Clearly, the roles people have play a big part in their approach and where they land in the debate. Within our organization, we recognize that we are truly fortunate to have both of these perspectives in one place. The youth, in our opinion, really benefit from a program model that has been created and analyzed utilizing multiple perspectives.

There is, however, one thing we all agree on: A strict, linear approach isn’t going to happen. The youth we support have very complex lives and it is absolutely necessary to respect their experiences and allow for a true partnership. Whatever the answer and approach ends up being, it has to retain the deepest respect for the youth. It must be broad enough to allow for all the variations, but narrow enough to provide a sufficient amount of support.

We also all agree that it takes a lot of heart to do this work. Even our most analytic, number driven people wouldn’t be here if they didn’t feel a strong connection to our mission, and more importantly, to our students. This work takes compassion and patience from everyone. It also requires courage because we have to advocate—at all levels—for students.

There is perhaps one last thing we all agree on: We have to laugh and enjoy our time with the students (and each other).

So where do we stand as an organization? In short, we’re committed to drawing from both perspectives and incorporating them into our work. What this means for us is that we have to be open and collaborative when starting something new. Communication and respect are the cornerstones. We also have to be open to growing and the occasional revision. We have to be open to a kind of cognitive diversity where different people come together with differing viewpoints and approaches.
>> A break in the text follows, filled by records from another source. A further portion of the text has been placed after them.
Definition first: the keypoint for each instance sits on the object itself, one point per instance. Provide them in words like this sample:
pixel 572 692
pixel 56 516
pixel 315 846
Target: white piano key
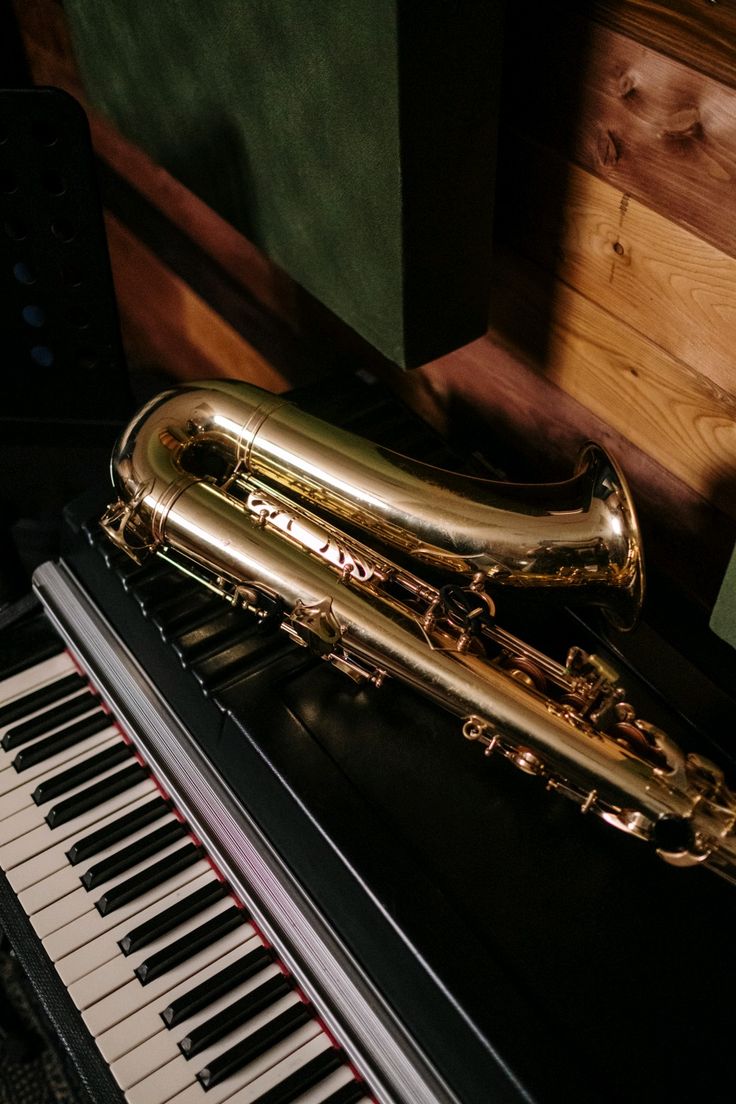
pixel 67 879
pixel 162 1048
pixel 6 756
pixel 34 677
pixel 136 1029
pixel 179 1074
pixel 110 975
pixel 88 927
pixel 49 859
pixel 33 816
pixel 327 1086
pixel 94 951
pixel 257 1078
pixel 17 786
pixel 32 838
pixel 131 996
pixel 78 901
We wouldn’t want it any other way.

The Rise of Colorado’s Dropout Rate

As we start the new school year, we reflect on last year’s dropout rate. After eight years of steady decline, the dropout rate in Colorado has gone up. While the percentage itself doesn’t seem like a wide swing, when you look at the raw numbers and imagine the future for each of those youth, a sense of urgency returns. Ideally we would see this number continue to go down until disappearing. After all the hard work schools and communities have invested into developing systems and supports for these students, why is it going up?
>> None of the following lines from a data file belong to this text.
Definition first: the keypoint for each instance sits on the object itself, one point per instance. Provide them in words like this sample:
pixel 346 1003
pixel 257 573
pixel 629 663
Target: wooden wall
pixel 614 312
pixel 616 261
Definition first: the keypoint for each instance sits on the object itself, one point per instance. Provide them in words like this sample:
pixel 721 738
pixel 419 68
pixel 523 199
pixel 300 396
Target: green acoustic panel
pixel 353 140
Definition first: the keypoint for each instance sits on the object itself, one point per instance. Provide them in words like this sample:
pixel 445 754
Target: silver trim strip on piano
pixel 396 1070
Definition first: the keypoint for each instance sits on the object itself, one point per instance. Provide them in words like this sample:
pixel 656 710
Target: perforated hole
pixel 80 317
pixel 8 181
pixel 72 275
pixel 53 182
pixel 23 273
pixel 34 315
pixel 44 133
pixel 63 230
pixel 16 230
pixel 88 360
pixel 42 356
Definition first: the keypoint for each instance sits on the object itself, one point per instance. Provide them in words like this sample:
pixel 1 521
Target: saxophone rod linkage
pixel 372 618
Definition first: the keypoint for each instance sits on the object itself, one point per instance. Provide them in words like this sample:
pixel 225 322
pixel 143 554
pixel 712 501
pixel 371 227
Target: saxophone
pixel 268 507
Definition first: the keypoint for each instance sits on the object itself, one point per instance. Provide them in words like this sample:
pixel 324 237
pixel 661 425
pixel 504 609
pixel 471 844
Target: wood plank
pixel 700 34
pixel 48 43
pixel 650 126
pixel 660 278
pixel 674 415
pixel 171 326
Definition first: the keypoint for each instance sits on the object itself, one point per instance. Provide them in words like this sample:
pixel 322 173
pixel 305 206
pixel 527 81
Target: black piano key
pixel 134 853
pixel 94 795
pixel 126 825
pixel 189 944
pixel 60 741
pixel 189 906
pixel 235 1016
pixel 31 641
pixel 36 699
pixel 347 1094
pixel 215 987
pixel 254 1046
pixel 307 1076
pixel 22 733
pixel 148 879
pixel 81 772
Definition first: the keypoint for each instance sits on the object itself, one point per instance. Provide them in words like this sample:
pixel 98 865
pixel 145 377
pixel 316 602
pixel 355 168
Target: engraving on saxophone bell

Before looking at those questions, let’s take a quick look at the numbers. If we go back two years or at least two cycles ago for the data—to the 2012-2013 school year—the dropout rate was 2.5 percent. It was 2.5 percent last year too. Here’s a quick view of dropout numbers:

  • 2014-2015: 11,114 Students, 2.5 Percent Dropout Rate
  • 2013-2014: 10,546 Students, 2.4 Percent Dropout Rate
  • 2012-2013: 10,664 Students, 2.5 Percent Dropout Rate

You’ll notice that while the dropout rate was the same, there were 450 more students who dropped out last year compared to 2012-2013. This is because there are more students attending school in Colorado, which is impacting both the number of students and the rate. However, I think we would all agree that 450 students is a lot. And 11,114 students are too many.

So what is happening? It is uncertain right now, but we have two lines of thinking.
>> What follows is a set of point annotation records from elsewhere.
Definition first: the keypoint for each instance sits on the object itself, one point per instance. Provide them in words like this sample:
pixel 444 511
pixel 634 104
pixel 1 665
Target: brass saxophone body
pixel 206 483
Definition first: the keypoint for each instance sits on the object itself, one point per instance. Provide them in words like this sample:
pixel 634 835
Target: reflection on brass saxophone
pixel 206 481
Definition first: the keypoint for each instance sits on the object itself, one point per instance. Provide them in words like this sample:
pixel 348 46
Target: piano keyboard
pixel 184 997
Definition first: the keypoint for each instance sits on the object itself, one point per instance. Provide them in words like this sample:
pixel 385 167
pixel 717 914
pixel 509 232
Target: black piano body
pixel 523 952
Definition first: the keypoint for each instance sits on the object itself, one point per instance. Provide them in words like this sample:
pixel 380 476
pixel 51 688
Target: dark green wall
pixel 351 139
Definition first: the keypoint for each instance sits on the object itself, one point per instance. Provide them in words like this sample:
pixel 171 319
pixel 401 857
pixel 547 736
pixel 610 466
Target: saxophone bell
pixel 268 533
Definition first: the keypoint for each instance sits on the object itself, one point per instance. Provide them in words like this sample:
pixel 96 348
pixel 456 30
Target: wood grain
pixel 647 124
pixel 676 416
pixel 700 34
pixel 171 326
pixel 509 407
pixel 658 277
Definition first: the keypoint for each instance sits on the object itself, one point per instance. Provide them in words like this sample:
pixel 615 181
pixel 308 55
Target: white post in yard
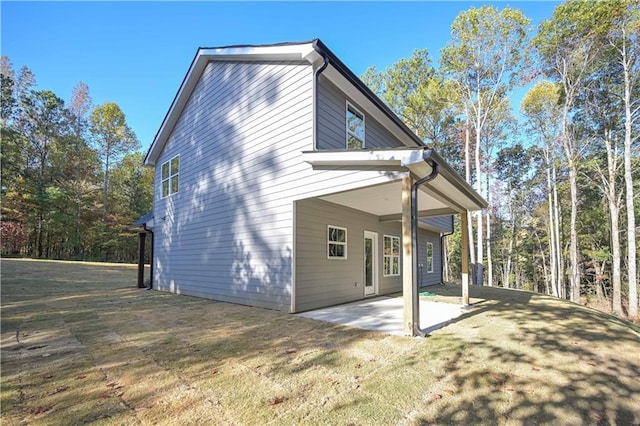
pixel 464 255
pixel 407 258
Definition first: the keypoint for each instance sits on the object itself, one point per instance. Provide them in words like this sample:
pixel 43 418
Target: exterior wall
pixel 324 282
pixel 332 128
pixel 443 224
pixel 227 233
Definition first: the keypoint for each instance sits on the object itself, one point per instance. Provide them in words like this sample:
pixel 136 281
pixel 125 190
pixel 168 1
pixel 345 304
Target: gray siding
pixel 227 233
pixel 331 123
pixel 324 282
pixel 443 224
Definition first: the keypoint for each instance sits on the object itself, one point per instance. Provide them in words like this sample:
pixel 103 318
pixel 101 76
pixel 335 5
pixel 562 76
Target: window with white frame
pixel 355 128
pixel 336 242
pixel 170 173
pixel 391 256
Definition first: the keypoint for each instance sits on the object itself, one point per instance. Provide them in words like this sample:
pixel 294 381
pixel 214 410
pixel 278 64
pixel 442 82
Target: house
pixel 283 182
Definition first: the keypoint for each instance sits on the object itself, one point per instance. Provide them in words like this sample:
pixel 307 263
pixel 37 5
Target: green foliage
pixel 52 175
pixel 421 98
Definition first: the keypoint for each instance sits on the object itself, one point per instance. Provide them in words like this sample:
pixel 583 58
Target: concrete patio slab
pixel 385 314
Our first line is that the improved job market is providing students with other avenues besides graduation. In the past, there were no jobs and so school increased the prospects of getting a job. Connected to this issue is the increased cost of living in our rapidly changing state. The high cost of rent is requiring some youth to work to support their families. For the long term, we know that having an education is absolutely essential.

Our next line of thinking is that these students are facing extreme barriers. While the schools and communities have made dramatic steps forward in helping these students, we might be nearing the end of those developments. The issues they face, like extreme poverty, sexual orientation, homelessness, court involvement, and the foster care system—to name just a few—go beyond what any single agency or school can solve.

As things move forward we hope to understand why the rate went up. Whatever the exact answers might be, we believe it will take broad coordination between all youth-serving agencies and organizations to see the next eight year reduction in the dropout rate.